Why is all this relevant?

The key insight is that coverage gives us information in both directions:

From code to tests

The tests are lacking and need to be improved. This is the traditional usage of code coverage.

There’s a clear progression, moving to the right is better, right?

flowchart LR
    A[No coverage] --> B[Line coverage]
    B --> C[Branch coverage]
    C --> D[Condition coverage]
    C --> E[Path coverage]

As usual, it depends. The effort might not be worth it. If it’s hard to get full coverage across all levels, and you don’t think the benefit is worth it, make an educated decision to not invest the time.

Notice that decision is a cost/benefit evaluation. What happens when the cost drops to near 0 because you’ve got a coding agent working on it? Suddenly it makes a lot more sense, especially if you have an automated verification loop. So the first 2 levels are a bit of a no-brainer. The next 2 depend a lot on how good the agent is at evaluating it.

From tests to code

This is the less obvious direction: If we can’t find a meaningful test to cover the code, does the code even need to exist?
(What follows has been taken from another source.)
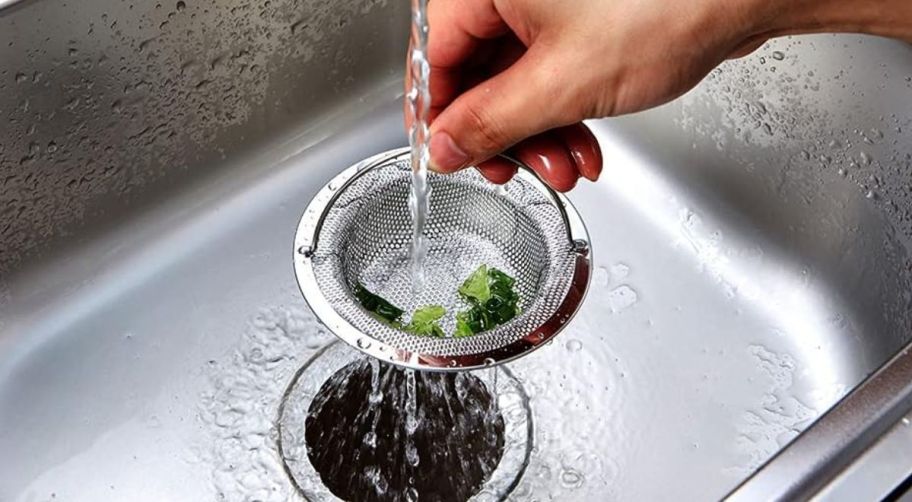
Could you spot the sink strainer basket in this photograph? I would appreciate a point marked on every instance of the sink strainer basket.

With hand crafted manually written code this is very unlikely. The friction of writing code means we think about most of the code before we write it. AI doesn’t have those problems. It will happily add completely unnecessary extra code. If it can’t also cover it with a test that’s encoding a meaningful requirement then probably it is unnecessary code and should be removed.

And this is the point of the made-up zen koan from the beginning of the article: Both tests and the code describe the same solution from different angles. How they are connected can be more important than either of them.

This post is licensed under CC BY 4.0 by the author.